Nunca pensei que o amor chegasse a mim novamente, é irónico, mas é real.

Acho que, depois de várias desilusões amorosas, ilusões a torto e a direito, uma pessoa começa a desvalorizar o facto de algo de tão bonito e especial possa acontecer connosco. Começamos a querer fugir do compromisso e mais ainda, dos sentimentos, portanto afastamos as pessoas de nós, as que nos querem bem para nós e elas mesmas e as que só querem bem para elas próprias durante uns momentos, deixando nos de um momento para o outro.

Mas a vida é sorrateira o suficiente para colocar alguém de uma maneira tão natural na nossa vida, alguém que nos queira bem, que nos compreenda e ajude, não só por gestos, mas pelo apoio e ombro amigo.

É surreal que o tempo passe e a vontade de falar com essa pessoa não mude (como com outras, o interesse de falar se tenha simplesmente evaporado), que esteja aumentando e a conversa flua cada vez mais. É surreal quando essa pessoa nos trata como nós mesmos queríamos ser tratamos, neste caso, melhor que nós próprios.
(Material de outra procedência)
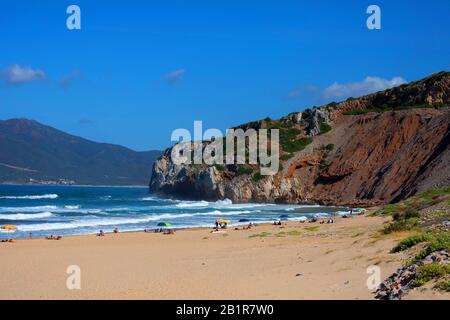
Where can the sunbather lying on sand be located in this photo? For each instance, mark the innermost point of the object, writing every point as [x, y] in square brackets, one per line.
[52, 237]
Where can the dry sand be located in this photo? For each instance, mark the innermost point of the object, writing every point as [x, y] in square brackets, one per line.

Alguém que nos mostre que podemos ser aceites com todos os 'defeitos de fabrico' ou cicatrizes da vida que continuamos a ser bonitos à nossa maneira.

Sinceramente, não pensei voltar a ser feliz numa fase tão complicada como a que estou a passar neste momento, numa fase de mudança, numa fase em que tudo ainda é recente e há um misto de ansiedades e de stresses.

Contudo acredito que o amor quando tem de chegar chega e demora a chegar, demorou a chegar, mas desta vez, devido à sua naturalidade, eu já não crio fantasias na minha cabeça, como que estou de pés bem assentes no chão de que tudo é, como terá de ser.

Que as conquistas diárias são constantes e os olhares dão frios na barriga, que a distância é grande, mas se faz um esforço para não faltar amor, carinho, respeito e principalmente, amizade.

Em que o refúgio para mim não se torna mais a escrita, mas o abraço bom e um sorriso que está atrás de um ecrã e insiste em estar nos meus braços quando a vida assim permite.

E eu tive tantos dias, a pensar nas palavras para descrever tudo isto, já lá vão duas semanas e continuo a achar que não é suficiente para mim, para todas as palavras que escrevia e agora não saem da minha boca, nem do meu coração, como que, estivesse dividida.

Dividida entre o amor à escrita e o amor que tenho por ele, quando na hora da despedida havia uma vontade enorme de dizer que o amava e só saía um 'até amanhã' e tentava escrever isso e não se soltava nada de mim.